That’s settled. I can start on the Pernod. Now the feeling of the room is different. They all know what I am. I’m a woman come in here to get drunk. That happens sometimes. They have a drink, these women, and then they have another and then they start crying silently. And then they go into the lavabo and then they come out–powdered, but with hollow eyes–and, head down, slink into the street.
–From Good Morning, Midnight by Jean Rhys
I felt isolated in my misery. I became lonely, so I drank a bit, and then a bit more, and then I became lonelier, because no one likes being around a drunk. I lost and I drank and I drank and I lost. I liked my job, but I didn’t have a glittering career, and even if I had, let’s be honest: women are still only valued for two things–their looks and their role as mothers.

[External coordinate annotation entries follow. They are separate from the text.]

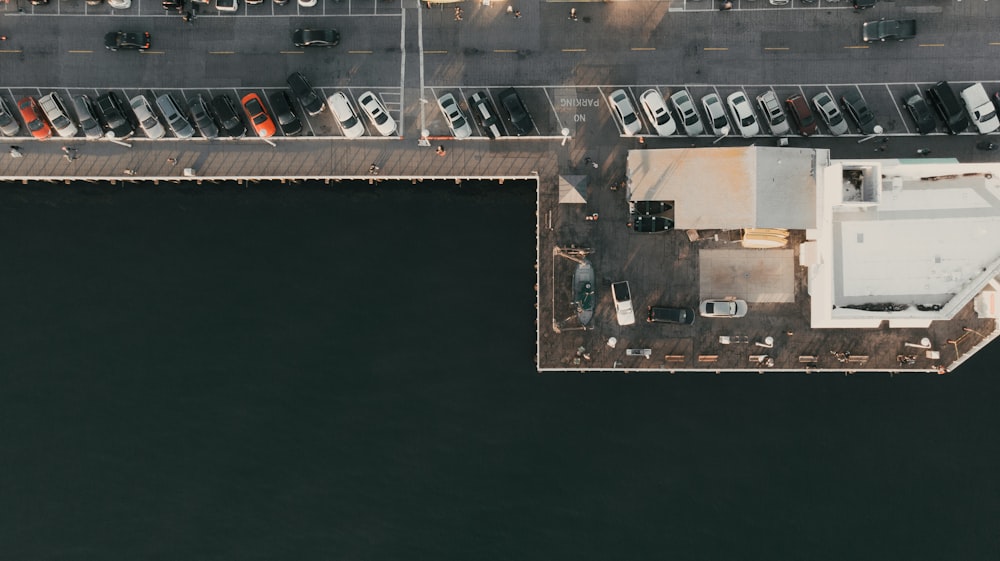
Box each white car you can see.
[129,95,167,138]
[38,92,80,138]
[438,93,472,138]
[326,92,365,138]
[639,90,677,136]
[701,94,729,136]
[358,91,396,136]
[959,82,1000,134]
[670,90,705,136]
[726,92,760,138]
[698,298,747,318]
[608,90,642,136]
[611,281,635,325]
[813,92,847,136]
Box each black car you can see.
[292,29,340,47]
[632,214,674,233]
[646,306,695,325]
[497,88,535,136]
[212,94,247,138]
[632,201,674,214]
[903,91,937,134]
[286,72,326,115]
[188,94,219,138]
[96,92,136,138]
[268,90,302,136]
[927,82,969,134]
[840,90,878,134]
[104,31,152,51]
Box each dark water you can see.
[0,183,1000,561]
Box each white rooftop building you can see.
[628,147,1000,328]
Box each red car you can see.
[242,93,275,138]
[17,96,52,140]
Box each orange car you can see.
[242,93,275,138]
[17,96,52,140]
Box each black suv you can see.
[97,92,135,138]
[927,82,969,134]
[497,88,535,136]
[286,72,326,115]
[840,90,878,134]
[212,94,247,138]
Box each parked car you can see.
[17,95,52,140]
[608,90,642,136]
[903,90,937,134]
[698,298,747,318]
[0,98,21,136]
[632,214,674,233]
[292,29,340,47]
[701,93,729,136]
[469,92,504,138]
[326,92,365,138]
[38,92,79,138]
[104,31,152,51]
[71,94,104,138]
[96,92,135,138]
[497,88,535,136]
[813,92,847,136]
[188,94,219,138]
[630,201,674,214]
[646,306,694,325]
[358,91,396,136]
[670,90,705,136]
[240,92,277,138]
[840,90,878,134]
[129,94,167,139]
[757,90,789,136]
[286,72,326,115]
[156,94,194,138]
[785,94,818,136]
[959,82,1000,134]
[611,281,635,326]
[726,92,760,138]
[438,93,472,138]
[639,89,677,136]
[268,90,302,136]
[927,82,969,134]
[212,94,247,138]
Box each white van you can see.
[38,92,79,138]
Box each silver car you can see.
[670,90,705,136]
[813,92,847,136]
[73,95,104,138]
[438,93,472,138]
[129,95,167,139]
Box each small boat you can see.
[573,259,597,325]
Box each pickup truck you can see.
[861,19,917,43]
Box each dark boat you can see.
[573,259,597,325]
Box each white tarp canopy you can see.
[559,175,587,204]
[628,146,816,230]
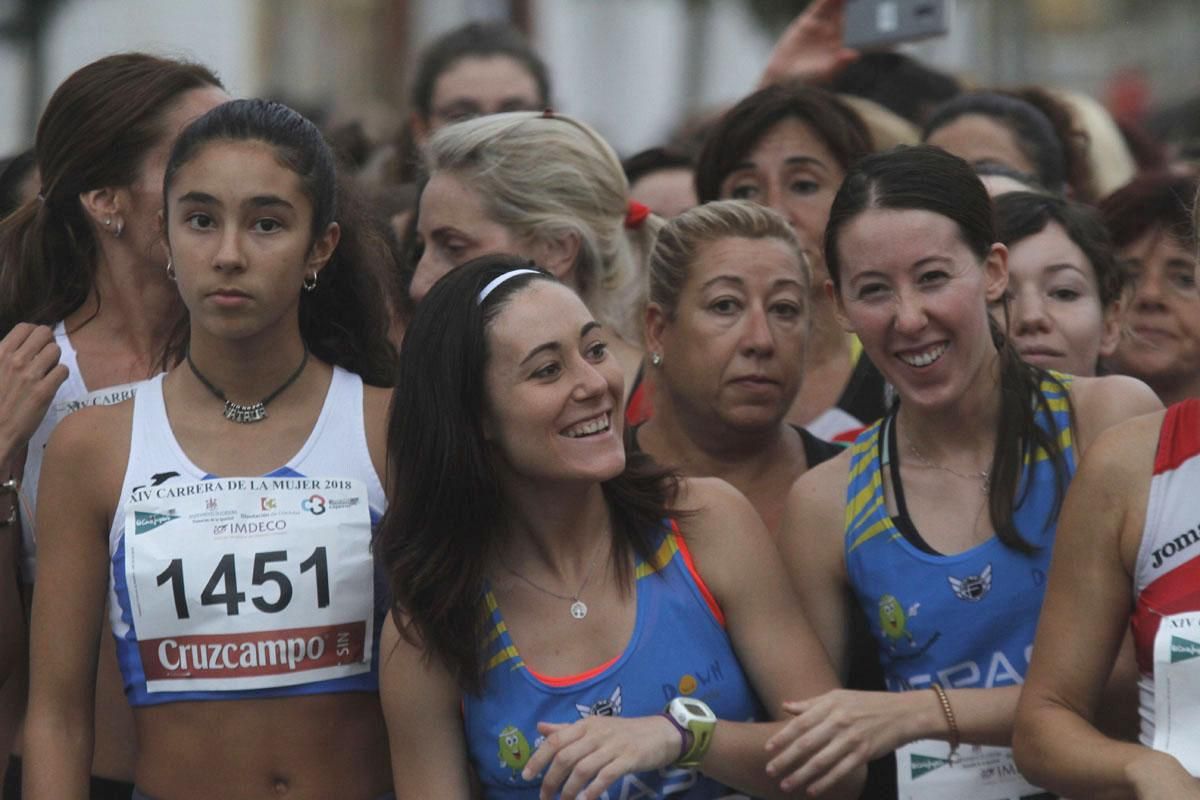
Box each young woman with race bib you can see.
[1015,199,1200,800]
[25,101,395,799]
[379,257,860,800]
[0,53,229,800]
[769,146,1157,800]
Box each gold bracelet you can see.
[929,684,962,764]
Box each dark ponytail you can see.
[824,145,1073,553]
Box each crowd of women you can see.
[0,0,1200,800]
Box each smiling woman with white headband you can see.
[378,257,859,800]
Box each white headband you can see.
[478,269,541,306]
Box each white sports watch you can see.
[662,697,716,769]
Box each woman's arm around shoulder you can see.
[24,403,132,800]
[776,450,851,679]
[379,612,472,800]
[678,479,864,796]
[1013,411,1200,798]
[1070,375,1163,453]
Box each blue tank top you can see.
[463,522,767,800]
[845,374,1075,691]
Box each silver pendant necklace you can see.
[893,431,991,494]
[497,539,605,620]
[186,345,308,425]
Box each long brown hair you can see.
[0,53,221,336]
[374,255,678,692]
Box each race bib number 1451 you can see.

I’m not beautiful, and I can’t have kids, so what does that make me? Worthless.
–From The Girl on the Train by Paula Hawkins
There is a particularly virulent self-hatred that gnaws at these two women alcoholics. Rhys’ Sasha Jensen wanders around Paris in a shroud of loneliness. At first I thought this book was Orwell’s Down and Out in Paris and London but told from a female point of view. However, I don’t remember this level of self-reproach in Orwell’s book. As I remember it, there is a certain relish of the bedbugs and the pawnshops, whereas in Rhys’ book every seedy detail of her cheap hotel room seems like proof of her unforgivable inferiority.
As for Hawkins’ Rachel, she is also banished from the rest of society and, like Sasha, she is unable to be a mother. In fact, Rachel blames her infertility for driving her to drink, and Sasha’s most painful memories concern her dead newborn. It is as if these anonymous women were unable to create that most important bond–that between mother and child–and instead they have no purpose or warmth in their lives.
Is Rachel right when it comes to her comment about women needing to be attractive or maternal in order to have any value in society? Have things changed between the publication of Rhys’ novella in 1939 and that of Hawkins’ thriller in 2015?
There is a rabid misogyny in both books–a loathing of women who have no seeming right to self-esteem. I enjoyed both books because their main characters go against the grain and screw up over and over again, embarrassing themselves to no end. In fact, there is a certain pleasure in failing without apology.